On 8/13/06, Bram Moolenaar <[EMAIL PROTECTED]> wrote:
[removed the Vim maillist, this is development only]
Edward L. Fox wrote:
> On 8/12/06, Bram Moolenaar <[EMAIL PROTECTED]> wrote:
> > [...]
> > You may have uncovered a bug that went unnoticed so far. Please try to
> > discover what causes this problem. I can't guess why the last character
> > is messed up, looks strange.
>
> I think I solved the problem! That was caused by iconv.
>
> size_t iconv(iconv_t cd,
> char **inbuf, size_t *inbytesleft,
> char **outbuf, size_t *outbytesleft);
>
> The parameter "inbytesleft" and "outbytesleft" should all include the
> trailing '\0' byte. In the previous version of gvim, we passed the
> parameter as the length of the string, excluding the trailing '\0'. So
> it is 1 byte less than the correct value.

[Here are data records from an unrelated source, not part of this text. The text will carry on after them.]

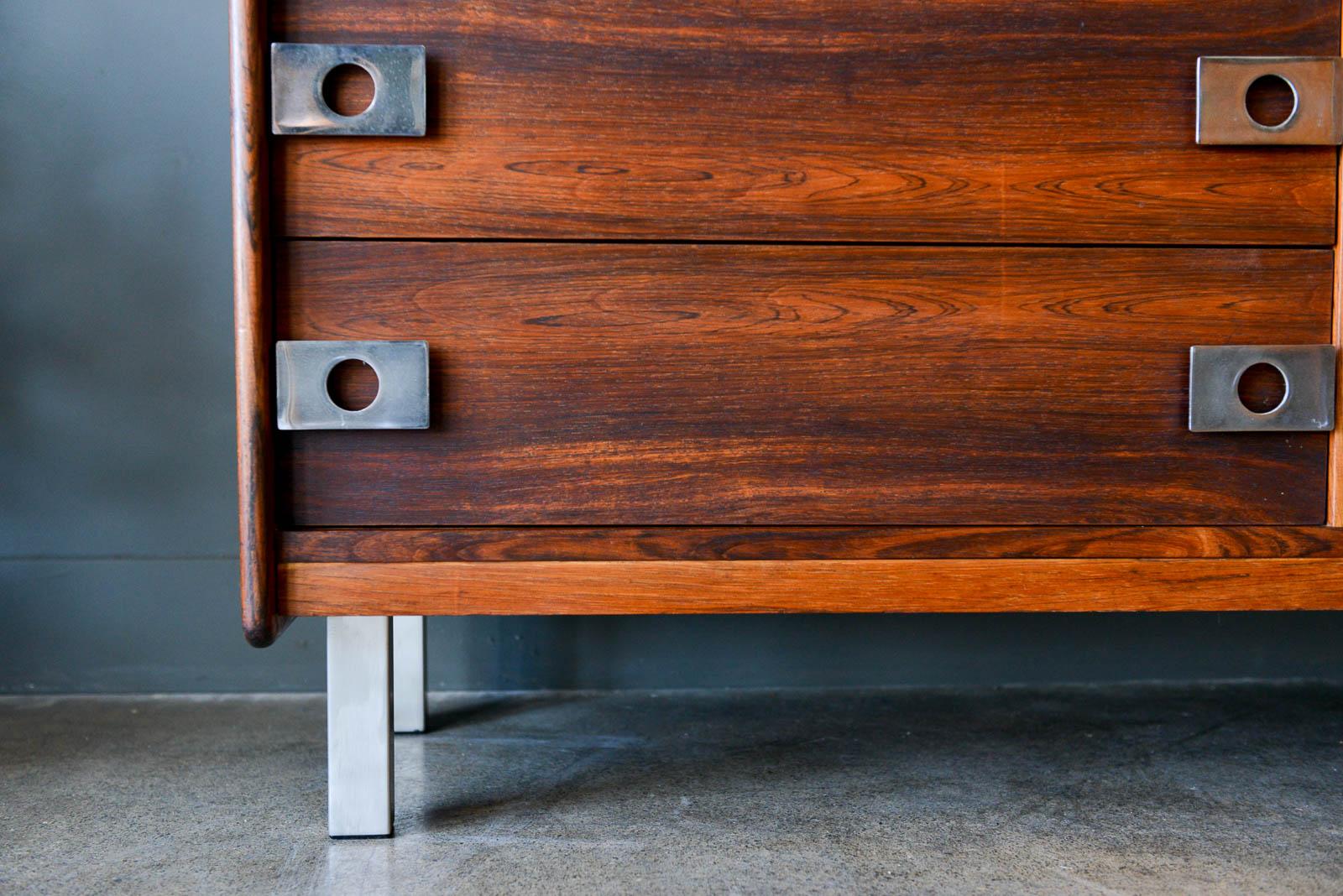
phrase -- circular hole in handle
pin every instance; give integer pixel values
(353, 385)
(1262, 388)
(1271, 101)
(348, 90)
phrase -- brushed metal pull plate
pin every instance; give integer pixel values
(1224, 117)
(1215, 376)
(302, 400)
(299, 70)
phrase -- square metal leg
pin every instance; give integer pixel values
(359, 726)
(407, 674)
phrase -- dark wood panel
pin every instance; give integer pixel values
(635, 385)
(810, 586)
(817, 542)
(821, 120)
(253, 320)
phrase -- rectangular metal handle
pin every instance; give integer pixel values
(1215, 380)
(1225, 85)
(302, 400)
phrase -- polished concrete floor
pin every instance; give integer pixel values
(1233, 789)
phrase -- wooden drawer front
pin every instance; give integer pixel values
(906, 121)
(595, 384)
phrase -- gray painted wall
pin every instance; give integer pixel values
(118, 529)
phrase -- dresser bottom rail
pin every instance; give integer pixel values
(807, 586)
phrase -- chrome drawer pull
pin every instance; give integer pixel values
(1215, 380)
(1309, 86)
(299, 73)
(304, 401)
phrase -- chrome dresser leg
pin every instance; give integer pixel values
(359, 726)
(407, 674)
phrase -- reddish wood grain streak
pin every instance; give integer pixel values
(807, 586)
(253, 320)
(818, 120)
(760, 542)
(635, 385)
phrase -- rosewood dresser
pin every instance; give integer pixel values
(781, 306)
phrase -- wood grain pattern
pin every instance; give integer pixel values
(253, 320)
(803, 586)
(816, 542)
(635, 385)
(813, 120)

This is not quite so. iconv() does not require the terminating NUL (it
can also be used to convert part of a string). If it does require the
NUL then iconv() is broken. That's unlikely though.
I wrote a short piece of testing code to test iconv with Chinese
characters. The fact is, if the last character is a Chinese character,
it is always malformed after converting. So I think it should be
necessary to pass the length including the trailing '\0' to iconv.
--------------------8<--------------------
#include <iconv.h>
int main(void)
{
char inbuffer[256];
char outbuffer[256];
int fd;
fd = iconv_open("cp936", "euc-cn");
for (;;)
{
int inlength, outlength;
char *inptr, *outptr;
gets(inbuffer);
inlength = strlen(inbuffer);
outlength = 256;
if (inlength == 0)
break;
inptr = inbuffer;
outptr = outbuffer;
iconv(fd, &inptr, &inlength, &outptr, &outlength);
printf("%s\n", outbuffer);
}
iconv_close(fd);
return 0;
}
--------------------8<--------------------
Your change suggests that the length that is passed should be one more.
Thus only one byte of the last double-byte character is currently
converted. I can't quickly figure out where the wrong length is
computed or passed. You probably already know the call stack, please
have a look at where the length comes from. It's probably an off-by-one
error somewhere.
I traced the code again and again but nothing special happened. You
called string_convert and pass 0 as the length of the string, so in
string_convert_ext you calculates the length of the string with
STRLEN, then call iconv_string, last iconv. There is nothing wrong
with the length anywhere. So... Maybe it is still iconv's fault.